Jason Mitchell is [edit: has been] the John L. Loeb Associate Professor of the Social Sciences at Harvard. He has won the National Academy of Science's Troland Award as well as the Association for Psychological Science's Janet Taylor Spence Award for Transformative Early Career Contribution.
Here, he argues against the principle of replicability of experiments in science. Apparently, it's disrespectful, and presumptively wrong.
Recent hand-wringing over failed replications in social psychology is largely pointless, because unsuccessful experiments have no meaningful scientific value.
Because experiments can be undermined by a vast number of practical mistakes, the likeliest explanation for any failed replication will always be that the replicator bungled something along the way. Unless direct replications are conducted by flawless experimenters, nothing interesting can be learned from them.

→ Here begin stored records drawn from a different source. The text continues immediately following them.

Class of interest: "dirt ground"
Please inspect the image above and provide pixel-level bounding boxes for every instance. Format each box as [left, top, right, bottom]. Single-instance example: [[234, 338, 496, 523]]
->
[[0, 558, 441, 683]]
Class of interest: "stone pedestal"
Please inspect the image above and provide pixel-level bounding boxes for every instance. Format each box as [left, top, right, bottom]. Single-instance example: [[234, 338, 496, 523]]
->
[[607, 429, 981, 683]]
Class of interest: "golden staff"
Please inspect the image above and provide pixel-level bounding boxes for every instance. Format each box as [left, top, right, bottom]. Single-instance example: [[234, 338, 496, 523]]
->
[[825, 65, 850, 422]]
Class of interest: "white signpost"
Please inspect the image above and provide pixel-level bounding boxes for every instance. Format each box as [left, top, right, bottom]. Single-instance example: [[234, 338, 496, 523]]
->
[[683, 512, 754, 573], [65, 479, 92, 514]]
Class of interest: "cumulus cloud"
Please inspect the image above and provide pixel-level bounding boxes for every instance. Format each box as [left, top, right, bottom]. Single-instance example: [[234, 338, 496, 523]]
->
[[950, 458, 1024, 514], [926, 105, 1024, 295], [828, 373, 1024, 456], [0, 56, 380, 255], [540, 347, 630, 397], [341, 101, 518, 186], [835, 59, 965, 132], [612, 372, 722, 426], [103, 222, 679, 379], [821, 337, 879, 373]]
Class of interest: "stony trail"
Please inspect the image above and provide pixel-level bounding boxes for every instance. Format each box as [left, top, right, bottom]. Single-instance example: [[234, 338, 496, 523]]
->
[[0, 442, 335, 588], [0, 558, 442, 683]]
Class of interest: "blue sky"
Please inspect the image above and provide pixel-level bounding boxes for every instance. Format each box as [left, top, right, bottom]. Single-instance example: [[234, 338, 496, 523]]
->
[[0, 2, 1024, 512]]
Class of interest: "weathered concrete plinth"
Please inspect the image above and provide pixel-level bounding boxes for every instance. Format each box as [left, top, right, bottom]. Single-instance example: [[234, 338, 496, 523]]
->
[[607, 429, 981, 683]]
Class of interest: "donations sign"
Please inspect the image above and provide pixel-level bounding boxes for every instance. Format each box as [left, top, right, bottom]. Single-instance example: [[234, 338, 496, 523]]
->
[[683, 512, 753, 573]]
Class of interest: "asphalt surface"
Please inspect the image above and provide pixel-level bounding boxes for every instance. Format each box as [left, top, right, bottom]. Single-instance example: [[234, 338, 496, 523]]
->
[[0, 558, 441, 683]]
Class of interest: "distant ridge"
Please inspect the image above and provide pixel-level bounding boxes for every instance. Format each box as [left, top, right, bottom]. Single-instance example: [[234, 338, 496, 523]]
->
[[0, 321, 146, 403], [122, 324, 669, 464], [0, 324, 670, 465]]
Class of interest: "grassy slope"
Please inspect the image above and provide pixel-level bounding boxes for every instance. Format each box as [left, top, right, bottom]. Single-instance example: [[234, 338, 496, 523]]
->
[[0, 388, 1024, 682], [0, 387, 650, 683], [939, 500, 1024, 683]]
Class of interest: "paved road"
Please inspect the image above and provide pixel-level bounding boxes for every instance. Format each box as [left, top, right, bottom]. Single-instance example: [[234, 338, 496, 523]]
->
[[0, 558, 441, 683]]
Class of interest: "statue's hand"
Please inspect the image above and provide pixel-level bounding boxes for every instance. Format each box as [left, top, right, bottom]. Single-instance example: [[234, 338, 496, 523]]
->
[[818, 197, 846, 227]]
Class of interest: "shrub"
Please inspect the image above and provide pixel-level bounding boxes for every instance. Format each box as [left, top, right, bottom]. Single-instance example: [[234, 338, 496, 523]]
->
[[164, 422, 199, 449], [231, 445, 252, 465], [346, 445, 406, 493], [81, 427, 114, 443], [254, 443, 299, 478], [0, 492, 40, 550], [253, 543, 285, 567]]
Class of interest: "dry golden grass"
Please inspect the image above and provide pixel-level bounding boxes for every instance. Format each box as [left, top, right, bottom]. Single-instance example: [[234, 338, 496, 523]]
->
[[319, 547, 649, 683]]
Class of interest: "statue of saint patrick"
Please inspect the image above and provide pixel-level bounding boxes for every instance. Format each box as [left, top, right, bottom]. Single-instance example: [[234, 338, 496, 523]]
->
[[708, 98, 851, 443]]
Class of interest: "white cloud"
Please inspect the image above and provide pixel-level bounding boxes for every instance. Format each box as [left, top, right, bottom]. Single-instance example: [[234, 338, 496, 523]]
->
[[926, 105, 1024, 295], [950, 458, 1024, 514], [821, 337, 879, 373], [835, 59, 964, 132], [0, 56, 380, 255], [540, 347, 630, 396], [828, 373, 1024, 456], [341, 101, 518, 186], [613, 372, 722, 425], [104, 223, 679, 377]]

Three standard rejoinders to this critique are considered and rejected. Despite claims to the contrary, failed replications do not provide meaningful information if they closely follow original methodology; they do not necessarily identify effects that may be too small or flimsy to be worth studying; and they cannot contribute to a cumulative understanding of scientific phenomena.
Replication efforts appear to reflect strong prior expectations that published findings are not reliable, and as such, do not constitute scientific output.
The field of social psychology can be improved, but not by the publication of negative findings. Experimenters should be encouraged to restrict their “degrees of freedom,” for example, by specifying designs in advance.
Whether they mean to or not, authors and editors of failed replications are publicly impugning the scientific integrity of their colleagues. Targets of failed replications are justifiably upset, particularly given the inadequate basis for replicators’ extraordinary claims.
This is why we can't have social science. Not because the subject is not amenable to the scientific method -- it obviously is. People are conducting controlled experiments and other people are attempting to replicate the results. So far, so good. Rather, the problem is that at least one celebrated authority in the field hates that, and would prefer much, much more deference to authority.
When natural scientists attempt to replicate famous experiments where the original result was clearly correct, with what probability do they tend to succeed? Is it closer to 1 than, say, .7?
I've suggested on LW before that most attempts at physics experiments are wrong, if one counts physics students' attempts. The standard reaction to a student getting a counterintuitive result is, "well, obviously they messed up the experiment". I notice I feel OK with that response in the case of physics but don't like Mitchell trying it for psychology.
(I wonder whether biology students have to count chromosomes.)